In some instances, errors are discovered shortly after enrolment and ETP messages are amended forthwith to reflect the correct pay, pay increment level, as well as terms of service; in other cases, the Board has seen amendments to ETP instruction messages affecting CF members' pay taking place some four to five years after enrolment and, invariably, resulting in considerable overpayments which the affected CF members are informed must be recovered. Whether the errors are discovered immediately or some years later, by that point, the candidates are CF members and are told they must blindly accept what the ETP message provides as conditions of service.
Where the information contained in the ETP message is identical to the verbal offer made by a CFRC to an applicant, this contruct is not really problematic. However, in cases where an applicant states that the ETP message does not reflect the proposed CFRC verbal enrolment offer or when an error is later discovered and it becomes necessary to ascertain the content of the CFRC discussion with an applicant, the absence of a record makes it extremely difficult for the chain of command, a reviewing authority, a grievance authority, the Board or a Court to review a particular case and assess its merits. While the Board was pleased to note that the Canadian Forces Recruiting Group has been working on creating a written offer to provide to applicants, the production of a complete enrolment record would likely reduce, if not eliminate, the number of errors (and potential claims of breaches of promises) upon enrolment.
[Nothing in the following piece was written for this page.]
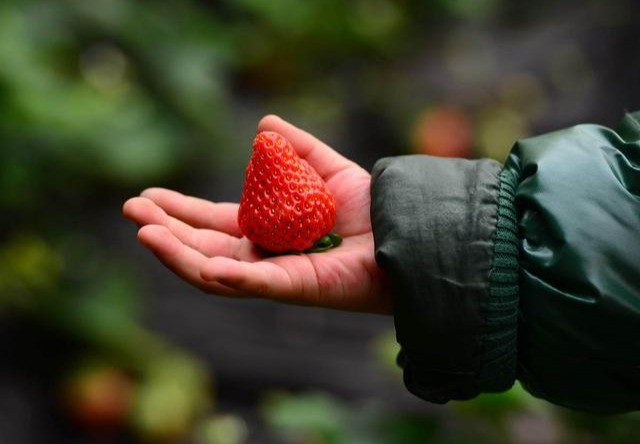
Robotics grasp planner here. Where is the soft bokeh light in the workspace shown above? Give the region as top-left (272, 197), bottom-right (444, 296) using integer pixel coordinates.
top-left (0, 0), bottom-right (640, 444)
The Board recommended that the Chief of the Defence Staff direct that:
- the CFRC's proposed enrolment offers always be done in writing and include the conditions of service;
- applicants receive a copy of their proposed enrolment offer and conditions of service, be given time to review these documents, and be required to acknowledge in writing their acceptance of the conditions of service;
- enrolment documentation be amended to include the conditions of service contained in the CFRC's proposed enrolment offers; and
- ETP messages include the conditions of service contained in the enrolment documentation.
Final Authority Decision
Since the CFRG is implementing various procedures to minimize errors (ex: written offers to applicants at least two weeks before enrolment), the CDS was satisfied that these measures were sufficient to rectify the issues raised by the Board.